DPP-package: Inference of Parameters of Normal Distributions from a...

Description Details Author(s) References Examples

Description

This MCMC method takes a data numeric vector (Y) and assigns the elements of Y to a (potentially infinite) number of normal distributions. The individual normal distributions from a mixture of normals can be inferred. Following the method described in Escobar (1994) <doi:10.2307/2291223> we use a Dirichlet Process Prior (DPP) to describe stochastically our prior assumptions about the dimensionality of the data.

Details

DPP implements a Bayesian method to get a posterior probability for k normal distributions form a vector of n numeric values. We implemented an MCMC method as described in Escobar (1994). Using a Dirichlet process prior we describe stochastically our prior assumptions about the dimensionality of the data without specifying a fix number of clusters k, allowing us to infer the number of normal distributions or categories from a potentially infinite number of categories. DPP is implemented in C++ and made available to used within the R statistical environment using Rcpp (Eddelbuettel and Francois, 2011).

Author(s)

Luis M. Avila, Michael R. May, Jeff Ross-Ibarra

Maintainer: Luis M. Avila <[email protected]>

References

Ferguson, Thomas S. A Bayesian analysis of some nonparametric problems. The annals of statistics (1973): 209-230.

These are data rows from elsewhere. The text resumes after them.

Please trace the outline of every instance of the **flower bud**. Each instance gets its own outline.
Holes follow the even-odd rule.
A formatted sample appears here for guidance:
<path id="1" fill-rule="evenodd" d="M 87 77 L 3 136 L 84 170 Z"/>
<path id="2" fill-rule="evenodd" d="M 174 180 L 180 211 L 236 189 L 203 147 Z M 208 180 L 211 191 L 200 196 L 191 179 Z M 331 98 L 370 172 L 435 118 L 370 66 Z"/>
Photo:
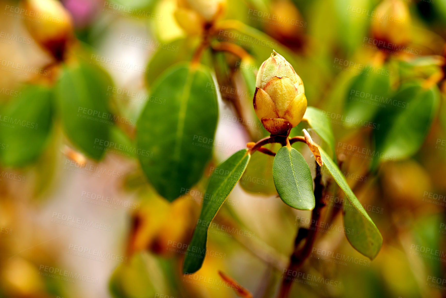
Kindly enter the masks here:
<path id="1" fill-rule="evenodd" d="M 25 24 L 31 36 L 55 58 L 63 60 L 72 34 L 70 14 L 56 0 L 27 0 L 25 9 L 29 12 Z"/>
<path id="2" fill-rule="evenodd" d="M 389 43 L 404 46 L 410 40 L 409 10 L 401 0 L 384 0 L 376 7 L 372 23 L 372 34 L 378 47 Z"/>
<path id="3" fill-rule="evenodd" d="M 223 8 L 224 0 L 186 0 L 189 6 L 207 21 L 211 21 Z"/>
<path id="4" fill-rule="evenodd" d="M 304 84 L 291 65 L 273 50 L 257 74 L 252 100 L 256 114 L 272 134 L 285 133 L 306 109 Z"/>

Antoniak, Charles E. Mixtures of Dirichlet processes with applications to Bayesian nonparametric problems. The Annals of Statistics (1974): 1152-1174.

Escobar, Michael D. Estimating Normal Means With a Dirichlet Process Prior. Journal of the American Statistical Association, 89(425), 1994.

Neal, Radford M. Markov chain sampling methods for Dirichlet process mixture models. Journal of Computational and Graphical Statistics 9.2 (2000): 249-265.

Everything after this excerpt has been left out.